The following picture, shows two versions of the program,
The current version is called Nero DiscSpeed.
http://img163.imageshack.us/img163/1669/cdbench.gif
You can get a copy of Nero DiscSpeed here.
http://www.nero.com/enu/downloads/index.php
(DiscSpeed - 29.5MB)
When I installed that in Windows 8, it insisted that I install
..NET 3.5. So the latest version is a bit of a pain, compared
to previous ones that didn't have quite as many dependencies.
(If you're prompted at runtime to "turn on Autoruns", just
say no, as I think that's so they can pop up advertising in
your face
There is no reason for *anything* to Autorun in that
program. It is just a benchmark, not a home entertainment system.)
*******
The right hand vertical axis, is the speed in megabytes per second.
The disc reads from the hub (small diameter) to the outside edge
(big diameter), and in this case, the spindle spins at a relatively
constant speed. That's called CAV as far as I know. The data rate
increases because of the diameter of the media the head is over
at the moment. The read path is a spiral.
In my benchmark, the disc playback ends while it was transferring
at a bit more than 12MB/sec.
The reason those were photographed half finished, is the results get
blanked out if I let it run to completion. The seek tests appear
to be a total fabrication (because, for one thing, the drive doesn't
stay spinning at high speed, which invalidates the attempt to read).

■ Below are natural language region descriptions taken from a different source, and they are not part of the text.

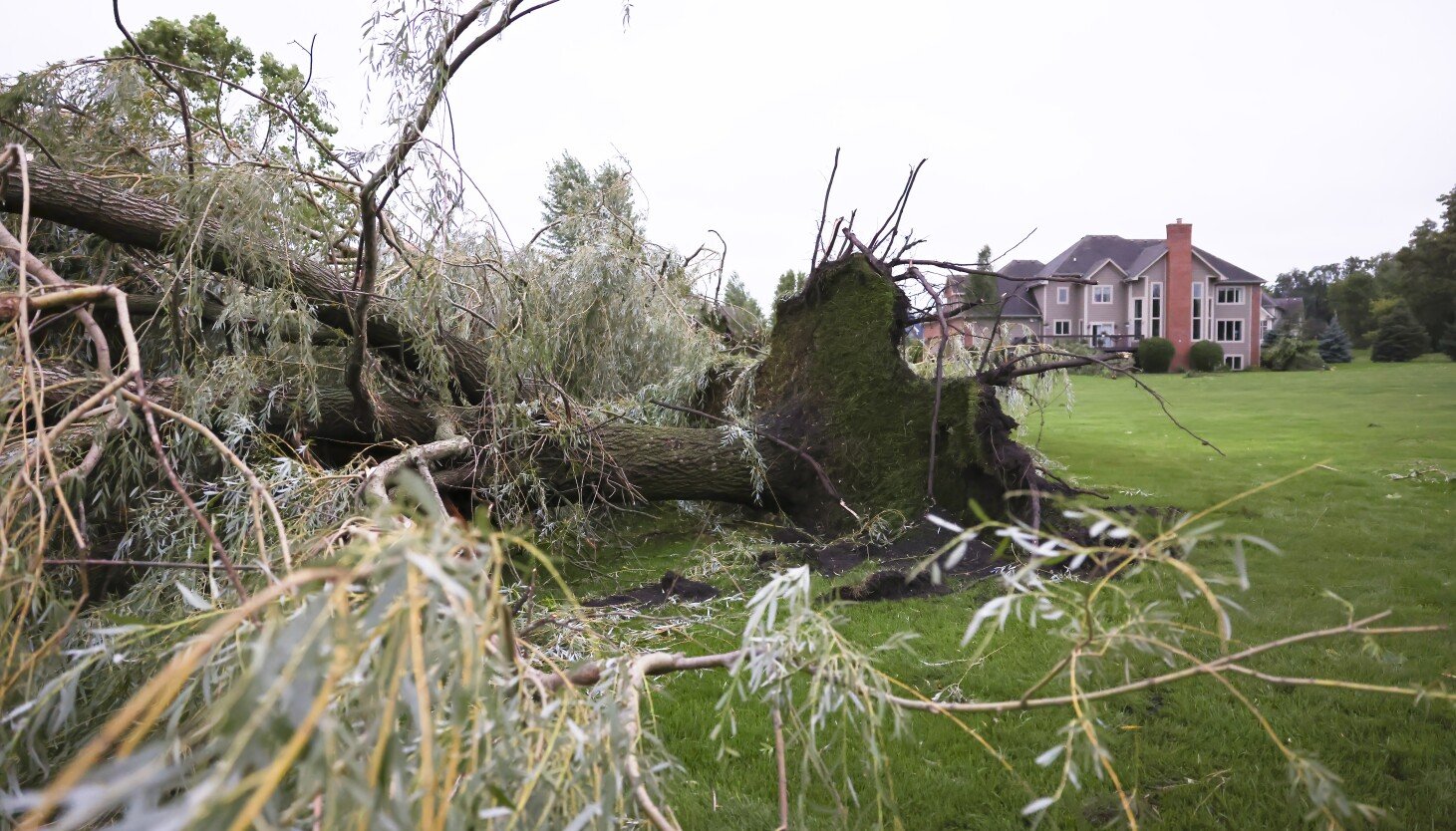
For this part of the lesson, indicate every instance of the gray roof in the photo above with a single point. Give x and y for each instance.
(1131, 256)
(1286, 304)
(1091, 252)
(1147, 258)
(1229, 271)
(1022, 268)
(1019, 302)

But at least the sustained transfer curve has some value. The stuff in
the left column of numbers is trustworthy, while the right
column is less so. The seek time should be down around 100 milliseconds
or so.
My optical drive is connected via USB2 (30MB/sec max), and so slightly
more than 12MB/sec does not tax it.
When a storage device is connected to SATA or IDE, it can operate
in DMA mode or polled (PIO) mode. PIO, since it's done by the CPU,
can be quite slow. Windows will "gear down" to PIO mode, if
excessive errors are seen on the cabling. The theory goes, that
slowing the transfer, will somehow improve the error rate, which
is why they did it.
If you see a curve, chances are all is well. If you see a "flat line",
and it's significantly slower, it could be the drive is not in the
right mode for best results.
Notice there are very few "spikes" in my graphs, implying the error
rate isn't too bad. Errors are definitely present, but they're not
an issue until they're in the "thousands" rather than in the "tens"
of errors. Once you get to the "thousands of errors" level, things
start to slow down, or you see a downward speed spike in the scan.
The access time (head movement) on optical discs is quite slow. The CD drive
can move its head around (for random file access), in about 70% of the
time that it takes a DVD or BluRay drive. It's one reason to continue
to try to install software from an actual CD drive. Random access will
cause the effective transfer rate to slow to a crawl. A person
designing an installer CD, the idea is, they're supposed to arrange the
files for smooth continuous transfer, rather than make the head jump all
over the place. So if it seems slow, that's another reason - less than
optimal file size and placement.
Post a link to a picture of your benchmark run, for comments.